Heart pounding, I reach into my purse for my keys, the only weapon I have. I close them into my fist like they taught in self defense class and wield my purse in my left hand like a club. "Who's there?" I shout, as menacingly as I can muster.
My body knows it's him before my mind can understand. "How the hell did you get into my apartment?!" I demand.
"Erm, that was me." Tricia is behind me, her excitement clearly showing in her incessant movement. "I used the key you gave me. I like him, Yahya," she winks. "And your refrigerator was a sad, sorry state of affairs."
Carter Easton is standing in the middle of my apartment, making everything around him look shabby and worn in comparison. He smiles nervously, and gestures to the open, stocked cupboards. "Hello Sanniyah," he says. "Dinner will be ready in a half an hour."
She looks exhausted. I want to go to her, sit her down and fold her into my arms, letting her fall asleep on my chest as I brush those worry lines off of her forehead. Instead, I clumsily wield a spatula.
"I'm really good at eggs, and not much else," I tell her. "So I hope you don't mind giving me a second chance to make breakfast for you."
Her friend Tricia is gaping openly at me from over Sanniyah's shoulder, but when she hears me say that, she turns red and bolts from the apartment without saying goodbye. She is careful to close the door tightly behind her.

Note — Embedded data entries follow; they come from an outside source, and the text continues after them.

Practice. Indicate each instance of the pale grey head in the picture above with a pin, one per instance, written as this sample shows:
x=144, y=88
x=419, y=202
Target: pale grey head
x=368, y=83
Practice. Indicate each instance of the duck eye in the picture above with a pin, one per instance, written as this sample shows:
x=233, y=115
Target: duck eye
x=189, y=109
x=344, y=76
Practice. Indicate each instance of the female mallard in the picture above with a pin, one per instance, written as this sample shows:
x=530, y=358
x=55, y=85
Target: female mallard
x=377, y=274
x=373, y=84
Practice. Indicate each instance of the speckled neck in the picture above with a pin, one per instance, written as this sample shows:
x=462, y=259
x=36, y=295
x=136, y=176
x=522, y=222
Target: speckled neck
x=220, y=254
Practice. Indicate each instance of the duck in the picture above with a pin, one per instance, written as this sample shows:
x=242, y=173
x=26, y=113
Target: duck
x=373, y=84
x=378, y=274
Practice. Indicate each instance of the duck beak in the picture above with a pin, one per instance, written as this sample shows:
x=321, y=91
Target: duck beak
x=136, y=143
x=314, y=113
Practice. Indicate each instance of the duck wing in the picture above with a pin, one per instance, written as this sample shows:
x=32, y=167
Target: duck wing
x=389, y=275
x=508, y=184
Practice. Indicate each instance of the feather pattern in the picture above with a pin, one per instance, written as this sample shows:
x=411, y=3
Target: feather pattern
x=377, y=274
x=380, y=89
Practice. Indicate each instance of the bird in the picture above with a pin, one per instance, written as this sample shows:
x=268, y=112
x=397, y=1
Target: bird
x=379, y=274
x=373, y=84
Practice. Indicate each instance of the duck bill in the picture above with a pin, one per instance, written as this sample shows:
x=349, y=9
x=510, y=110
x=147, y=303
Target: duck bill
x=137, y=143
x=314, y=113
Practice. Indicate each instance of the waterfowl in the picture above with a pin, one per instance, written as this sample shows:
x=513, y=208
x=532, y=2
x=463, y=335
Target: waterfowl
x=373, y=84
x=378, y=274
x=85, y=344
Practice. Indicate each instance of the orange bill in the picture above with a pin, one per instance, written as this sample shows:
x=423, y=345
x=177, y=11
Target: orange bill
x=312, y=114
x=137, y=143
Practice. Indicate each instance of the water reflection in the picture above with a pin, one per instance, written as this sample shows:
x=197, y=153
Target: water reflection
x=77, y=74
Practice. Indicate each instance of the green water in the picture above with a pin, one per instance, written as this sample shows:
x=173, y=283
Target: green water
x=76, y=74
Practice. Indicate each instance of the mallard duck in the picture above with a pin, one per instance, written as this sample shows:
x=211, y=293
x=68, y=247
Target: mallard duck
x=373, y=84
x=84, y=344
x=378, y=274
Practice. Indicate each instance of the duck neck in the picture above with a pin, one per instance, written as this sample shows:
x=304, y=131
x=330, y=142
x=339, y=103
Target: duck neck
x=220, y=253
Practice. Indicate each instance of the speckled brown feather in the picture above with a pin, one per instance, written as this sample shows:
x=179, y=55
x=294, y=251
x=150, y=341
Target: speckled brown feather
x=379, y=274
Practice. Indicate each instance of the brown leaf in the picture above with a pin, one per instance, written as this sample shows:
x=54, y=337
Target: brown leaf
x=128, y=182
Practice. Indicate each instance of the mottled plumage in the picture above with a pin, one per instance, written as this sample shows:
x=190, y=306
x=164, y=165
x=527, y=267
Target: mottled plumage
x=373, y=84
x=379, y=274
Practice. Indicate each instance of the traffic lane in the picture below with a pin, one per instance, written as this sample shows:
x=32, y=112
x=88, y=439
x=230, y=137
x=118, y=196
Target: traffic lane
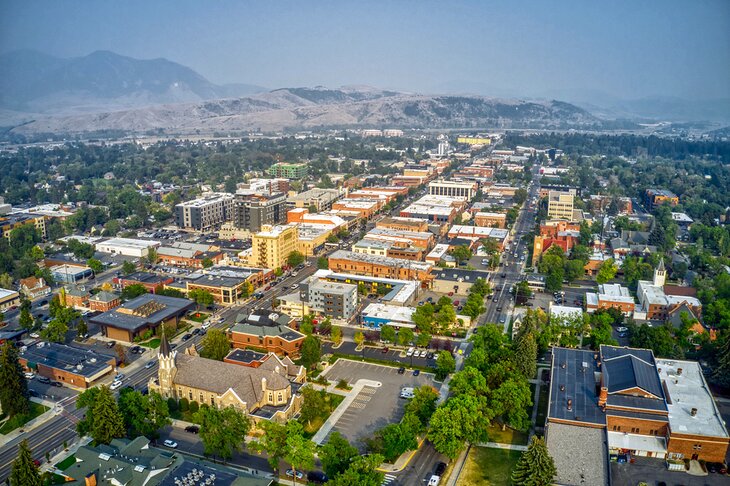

Sanniyah is still blinking at me like she is trying to see an out of focus picture. "You're here," she says at last.
"I wanted to help you," I say simply.
She finally takes in the kitchen. "You went grocery shopping for me?"
"Ah, actually one of Tallarico's stockboys did your grocery shopping. I was just here for the pick-up."
"And now you're cooking me dinner?"
"Breakfast," I clarify. "Since you didn't take me up on my offer in my house, maybe you'll let me cook for you in your house?"
I expect her smile, laugh, or maybe even slap me and tell me to get the hell out. What I don't expect is for her to apologize.
"Carter...," she exhales, sinking to the couch like she's melting. "I'm sorry. I flipped out on you for no good reason. Would it make it up to you if I told you I'm trying to get over my neuroses?"
I go to her and swiftly take her hand. She leans her head on my shoulder and my heart catches in my chest. Sitting next to her, just breathing, just like we did on the log on the beach the
first time we met. I let her go that night. Then, when I came to my senses and got her back, I lost her again.
I wasn't about to screw this up a third time.
I cup my fingers under her chin. "I have some shit I'm trying to get over too," I tell her.
She nods a little and veils her eyes. "Camilla told me," she says.